Combine two files

[Deleted User]
[Deleted User] New Altair Community Member
edited November 5 in Community Q&A
hi 

Is it possible to combine two data(train+test) and make a new data which the train part has label and the test with out label?

thank you

Best Answers

  • varunm1
    varunm1 New Altair Community Member
    Answer ✓
    Hello @mbs

    If the dataset has the same attribute names, you can use the append operator to append two datasets. If the test or train datasets have extra columns compared to each other, then you can use append (superset). Regarding testing data, do you have labels for testing data? If you do not have labels, you can use filter examples to separate testing data and use it for prediction. 

    If you have labels for testing data, my suggestion is to use "generate attribute" to add a new attribute (with the same name) in both training and testing sets, this new attribute can have a value "Tra" for training and "Tes" for testing. This way, we can filter them after appending using this new column.
  • varunm1
    varunm1 New Altair Community Member
    Answer ✓
    You informed me that you already created a single file (manually) with data consisting of unlabeled and labeled samples, Am I right? If you did this, just import that new file and use filter examples as I said earlier. If you still have a problem with attribute names, delete that row and try to create new attribute names.

Answers

  • varunm1
    varunm1 New Altair Community Member
    Answer ✓
    Hello @mbs

    If the dataset has the same attribute names, you can use the append operator to append two datasets. If the test or train datasets have extra columns compared to each other, then you can use append (superset). Regarding testing data, do you have labels for testing data? If you do not have labels, you can use filter examples to separate testing data and use it for prediction. 

    If you have labels for testing data, my suggestion is to use "generate attribute" to add a new attribute (with the same name) in both training and testing sets, this new attribute can have a value "Tra" for training and "Tes" for testing. This way, we can filter them after appending using this new column.
  • [Deleted User]
    [Deleted User] New Altair Community Member
    edited October 2019
    @varunm1

    thank you for the answer but it is a bit complex so could you please send me an example ( process)?

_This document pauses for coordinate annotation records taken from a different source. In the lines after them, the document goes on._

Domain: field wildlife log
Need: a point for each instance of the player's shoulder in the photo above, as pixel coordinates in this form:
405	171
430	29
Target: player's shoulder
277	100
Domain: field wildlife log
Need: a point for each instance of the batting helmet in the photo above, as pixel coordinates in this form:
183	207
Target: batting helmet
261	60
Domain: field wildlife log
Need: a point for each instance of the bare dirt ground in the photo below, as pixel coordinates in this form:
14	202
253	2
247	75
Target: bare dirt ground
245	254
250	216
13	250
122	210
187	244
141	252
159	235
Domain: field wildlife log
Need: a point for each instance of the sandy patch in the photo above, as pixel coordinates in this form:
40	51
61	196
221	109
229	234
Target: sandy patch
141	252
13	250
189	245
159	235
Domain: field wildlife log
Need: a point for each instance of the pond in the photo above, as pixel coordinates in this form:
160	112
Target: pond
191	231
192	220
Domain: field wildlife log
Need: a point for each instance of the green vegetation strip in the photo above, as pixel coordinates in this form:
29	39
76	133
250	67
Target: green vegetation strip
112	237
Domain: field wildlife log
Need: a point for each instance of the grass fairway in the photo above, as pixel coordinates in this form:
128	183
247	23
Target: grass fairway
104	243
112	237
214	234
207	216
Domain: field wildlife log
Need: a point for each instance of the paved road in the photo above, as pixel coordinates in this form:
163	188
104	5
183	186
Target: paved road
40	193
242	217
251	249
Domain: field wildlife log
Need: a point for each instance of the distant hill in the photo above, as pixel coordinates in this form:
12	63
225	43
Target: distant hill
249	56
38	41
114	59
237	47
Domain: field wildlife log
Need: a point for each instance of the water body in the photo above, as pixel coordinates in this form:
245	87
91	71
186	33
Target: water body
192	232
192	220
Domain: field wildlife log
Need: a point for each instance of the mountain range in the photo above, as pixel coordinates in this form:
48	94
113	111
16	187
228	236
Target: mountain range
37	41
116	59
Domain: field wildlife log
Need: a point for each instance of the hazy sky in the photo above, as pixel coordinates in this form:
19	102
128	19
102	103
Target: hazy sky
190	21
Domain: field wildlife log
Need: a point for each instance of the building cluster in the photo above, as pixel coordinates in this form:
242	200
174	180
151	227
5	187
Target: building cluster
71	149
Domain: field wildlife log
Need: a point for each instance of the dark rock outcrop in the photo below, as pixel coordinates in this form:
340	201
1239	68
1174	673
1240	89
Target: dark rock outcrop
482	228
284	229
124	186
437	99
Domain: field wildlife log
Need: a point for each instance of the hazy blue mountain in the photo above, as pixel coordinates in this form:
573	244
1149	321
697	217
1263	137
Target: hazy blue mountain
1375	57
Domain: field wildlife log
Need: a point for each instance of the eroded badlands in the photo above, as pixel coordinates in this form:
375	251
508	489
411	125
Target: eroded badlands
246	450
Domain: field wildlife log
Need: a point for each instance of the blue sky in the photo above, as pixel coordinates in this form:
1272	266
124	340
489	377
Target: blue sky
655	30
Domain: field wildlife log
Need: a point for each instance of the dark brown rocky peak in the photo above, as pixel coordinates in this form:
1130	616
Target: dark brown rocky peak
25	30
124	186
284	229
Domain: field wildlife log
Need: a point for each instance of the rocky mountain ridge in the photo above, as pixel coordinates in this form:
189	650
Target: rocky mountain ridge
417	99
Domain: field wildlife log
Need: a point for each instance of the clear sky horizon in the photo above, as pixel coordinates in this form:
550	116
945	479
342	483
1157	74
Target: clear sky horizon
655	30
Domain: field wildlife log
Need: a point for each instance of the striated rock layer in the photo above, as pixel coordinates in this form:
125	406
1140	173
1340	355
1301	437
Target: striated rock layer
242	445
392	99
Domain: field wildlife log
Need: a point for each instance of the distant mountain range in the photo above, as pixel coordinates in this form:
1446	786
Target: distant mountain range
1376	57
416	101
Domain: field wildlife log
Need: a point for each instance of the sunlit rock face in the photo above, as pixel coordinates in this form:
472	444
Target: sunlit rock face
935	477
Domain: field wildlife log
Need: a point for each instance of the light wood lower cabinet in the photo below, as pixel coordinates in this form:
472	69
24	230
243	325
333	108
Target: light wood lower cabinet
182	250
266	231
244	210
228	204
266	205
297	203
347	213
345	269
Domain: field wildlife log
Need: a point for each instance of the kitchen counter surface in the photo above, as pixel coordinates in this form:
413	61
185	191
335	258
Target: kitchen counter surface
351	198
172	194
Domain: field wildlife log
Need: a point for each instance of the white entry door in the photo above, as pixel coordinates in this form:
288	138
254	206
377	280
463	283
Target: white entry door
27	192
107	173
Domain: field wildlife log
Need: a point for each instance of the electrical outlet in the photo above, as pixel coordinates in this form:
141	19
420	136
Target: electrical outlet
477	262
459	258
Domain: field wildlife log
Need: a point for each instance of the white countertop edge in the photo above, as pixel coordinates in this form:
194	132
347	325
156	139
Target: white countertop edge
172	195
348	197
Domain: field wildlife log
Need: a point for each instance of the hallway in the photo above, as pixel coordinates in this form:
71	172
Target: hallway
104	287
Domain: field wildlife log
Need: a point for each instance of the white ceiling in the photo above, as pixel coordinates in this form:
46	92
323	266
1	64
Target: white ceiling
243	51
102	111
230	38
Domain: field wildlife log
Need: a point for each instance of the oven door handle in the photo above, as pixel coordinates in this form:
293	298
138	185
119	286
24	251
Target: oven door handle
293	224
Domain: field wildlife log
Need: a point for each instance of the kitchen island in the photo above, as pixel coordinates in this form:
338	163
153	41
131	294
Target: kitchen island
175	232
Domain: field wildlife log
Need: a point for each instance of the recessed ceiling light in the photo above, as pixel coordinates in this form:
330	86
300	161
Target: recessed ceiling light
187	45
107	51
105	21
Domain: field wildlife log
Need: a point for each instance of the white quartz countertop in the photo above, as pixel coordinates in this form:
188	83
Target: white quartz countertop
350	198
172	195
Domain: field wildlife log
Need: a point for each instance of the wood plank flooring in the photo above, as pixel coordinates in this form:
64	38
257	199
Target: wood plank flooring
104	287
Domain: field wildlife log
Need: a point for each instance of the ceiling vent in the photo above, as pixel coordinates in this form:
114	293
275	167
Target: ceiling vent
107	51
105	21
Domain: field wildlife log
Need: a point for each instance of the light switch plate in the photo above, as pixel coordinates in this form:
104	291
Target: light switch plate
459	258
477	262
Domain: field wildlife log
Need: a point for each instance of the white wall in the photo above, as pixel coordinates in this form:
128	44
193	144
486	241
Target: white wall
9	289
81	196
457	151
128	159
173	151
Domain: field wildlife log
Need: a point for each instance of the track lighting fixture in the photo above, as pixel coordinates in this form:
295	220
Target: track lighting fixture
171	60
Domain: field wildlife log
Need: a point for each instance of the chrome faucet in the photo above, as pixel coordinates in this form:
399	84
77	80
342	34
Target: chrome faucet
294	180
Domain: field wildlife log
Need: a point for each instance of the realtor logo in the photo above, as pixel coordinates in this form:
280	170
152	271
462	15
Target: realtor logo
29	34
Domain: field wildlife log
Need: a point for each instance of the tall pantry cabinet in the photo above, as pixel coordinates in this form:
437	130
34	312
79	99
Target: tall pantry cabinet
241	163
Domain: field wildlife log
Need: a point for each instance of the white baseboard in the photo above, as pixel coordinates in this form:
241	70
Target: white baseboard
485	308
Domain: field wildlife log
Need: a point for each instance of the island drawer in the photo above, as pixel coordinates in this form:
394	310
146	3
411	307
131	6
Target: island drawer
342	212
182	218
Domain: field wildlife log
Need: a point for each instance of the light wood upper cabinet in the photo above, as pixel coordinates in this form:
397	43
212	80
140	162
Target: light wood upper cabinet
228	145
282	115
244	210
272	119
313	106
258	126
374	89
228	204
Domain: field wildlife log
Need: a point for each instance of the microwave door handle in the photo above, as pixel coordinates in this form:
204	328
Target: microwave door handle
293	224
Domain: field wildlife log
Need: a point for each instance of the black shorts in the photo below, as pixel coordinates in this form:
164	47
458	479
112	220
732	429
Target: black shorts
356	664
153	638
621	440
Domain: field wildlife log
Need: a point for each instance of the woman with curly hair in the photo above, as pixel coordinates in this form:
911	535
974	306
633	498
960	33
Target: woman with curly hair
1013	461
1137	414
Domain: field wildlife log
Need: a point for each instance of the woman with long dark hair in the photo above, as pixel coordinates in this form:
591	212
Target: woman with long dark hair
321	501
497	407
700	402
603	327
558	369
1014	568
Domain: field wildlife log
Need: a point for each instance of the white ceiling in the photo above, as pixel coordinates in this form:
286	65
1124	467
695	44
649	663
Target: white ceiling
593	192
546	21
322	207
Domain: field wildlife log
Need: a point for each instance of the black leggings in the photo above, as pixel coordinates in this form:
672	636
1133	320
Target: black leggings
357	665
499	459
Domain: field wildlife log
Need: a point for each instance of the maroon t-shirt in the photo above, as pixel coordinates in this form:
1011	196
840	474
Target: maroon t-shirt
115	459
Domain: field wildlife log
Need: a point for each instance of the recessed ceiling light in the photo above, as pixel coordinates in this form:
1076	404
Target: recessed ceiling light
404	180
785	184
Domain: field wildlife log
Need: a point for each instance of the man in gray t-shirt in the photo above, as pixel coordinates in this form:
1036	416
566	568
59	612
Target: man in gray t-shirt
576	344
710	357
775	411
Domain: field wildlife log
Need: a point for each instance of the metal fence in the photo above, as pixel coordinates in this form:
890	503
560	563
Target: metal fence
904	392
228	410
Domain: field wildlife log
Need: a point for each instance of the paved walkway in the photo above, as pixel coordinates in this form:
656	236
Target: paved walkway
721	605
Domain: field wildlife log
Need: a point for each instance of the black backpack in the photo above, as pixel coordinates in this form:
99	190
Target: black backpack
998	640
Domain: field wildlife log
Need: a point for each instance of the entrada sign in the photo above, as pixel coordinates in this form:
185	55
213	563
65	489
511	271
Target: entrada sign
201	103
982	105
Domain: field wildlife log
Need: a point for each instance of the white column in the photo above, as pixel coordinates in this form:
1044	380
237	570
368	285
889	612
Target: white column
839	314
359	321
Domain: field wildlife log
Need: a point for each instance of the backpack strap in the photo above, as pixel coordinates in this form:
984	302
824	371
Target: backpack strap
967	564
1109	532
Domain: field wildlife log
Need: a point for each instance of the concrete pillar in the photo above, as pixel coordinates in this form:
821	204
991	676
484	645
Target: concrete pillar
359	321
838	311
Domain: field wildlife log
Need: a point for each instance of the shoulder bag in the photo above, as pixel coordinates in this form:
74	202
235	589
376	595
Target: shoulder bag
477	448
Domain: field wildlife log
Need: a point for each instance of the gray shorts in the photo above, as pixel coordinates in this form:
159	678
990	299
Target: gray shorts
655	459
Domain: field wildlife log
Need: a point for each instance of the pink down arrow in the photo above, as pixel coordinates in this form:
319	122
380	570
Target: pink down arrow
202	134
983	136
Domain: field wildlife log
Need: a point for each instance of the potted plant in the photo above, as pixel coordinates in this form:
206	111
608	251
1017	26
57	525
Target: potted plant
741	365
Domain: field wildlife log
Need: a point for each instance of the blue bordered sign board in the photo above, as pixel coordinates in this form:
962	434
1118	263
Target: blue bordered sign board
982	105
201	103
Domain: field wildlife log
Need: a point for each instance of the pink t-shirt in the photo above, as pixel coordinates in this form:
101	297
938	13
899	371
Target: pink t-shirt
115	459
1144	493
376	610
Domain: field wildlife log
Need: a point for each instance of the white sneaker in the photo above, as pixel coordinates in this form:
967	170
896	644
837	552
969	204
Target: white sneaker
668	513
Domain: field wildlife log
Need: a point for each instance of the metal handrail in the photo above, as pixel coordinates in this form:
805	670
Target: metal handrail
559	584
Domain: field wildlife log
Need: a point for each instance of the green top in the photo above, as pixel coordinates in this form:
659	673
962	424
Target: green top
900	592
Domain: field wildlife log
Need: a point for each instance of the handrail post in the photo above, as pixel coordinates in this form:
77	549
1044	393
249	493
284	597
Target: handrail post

    you saw my data before B)

    thank you
  • varunm1
    varunm1 New Altair Community Member
    Hello @mbs

    Here is the dummy data created and the .rmp file that you can import to rapidminer and see. The append (superset) operator is in the opertor toolbox that you need to install from the marketplace.



  • [Deleted User]
    [Deleted User] New Altair Community Member
    @varunm1


    it has read excel operator and again i got error :'(
  • [Deleted User]
    [Deleted User] New Altair Community Member
    combine both data plz

    thanks
  • varunm1
    varunm1 New Altair Community Member
    You can import data into a repository and then drag and drop those instead of reading excel operators. If this doesn't work out, my suggestion is to create a single excel file with both train and test data and then import them to rapidminer. You can then apply filter to divide training and test datasets. I attached a dummy excel file with a new attribute that defines either that sample belongs to training (Tra) or testing (Tes). This column is used to separate the data (Filter examples). 


  • [Deleted User]
    [Deleted User] New Altair Community Member
    edited October 2019
    thank you 

    does it has any label?

    label is important for my work
  • varunm1
    varunm1 New Altair Community Member
    edited October 2019
    The data I created has a label for training and missing values for testing. If you have labels in testing data that is fine, you are filtering out test data using the column that says either the data belongs to training or testing. See the "Data_type" column in the excel sheet attached in the previous post, that column specifies which sample the data belongs to. Once you separate them and use the apply model, it will take care of testing.
  • [Deleted User]
    [Deleted User] New Altair Community Member
    @varunm1

    hi 

    still i see error  :(

    the name of some empty column in my data is error :/
  • varunm1
    varunm1 New Altair Community Member
    @mbs looks like something weird happening in your excel file. The hidden spaces may be causing an issue for your data import. Not sure though.
  • [Deleted User]
    [Deleted User] New Altair Community Member
    edited October 2019
    @varunm1


    i dont have any space in data.

    i try it in my friend lap top (RM version 9.2) but still it has problem :'(
  • varunm1
    varunm1 New Altair Community Member
    Did you try my excel files to check, if it is having an error with these as well?
  • [Deleted User]
    [Deleted User] New Altair Community Member
    your file is ok but mine still has problem
  • varunm1
    varunm1 New Altair Community Member
    edited October 2019
    Unfortunately, I cannot help much with this without your files. I thought about most of the options. My understanding is that the issue is a formatting error in that particular excel file. By the way, did you create these excel files manually, or did you get them from another system or software as an output?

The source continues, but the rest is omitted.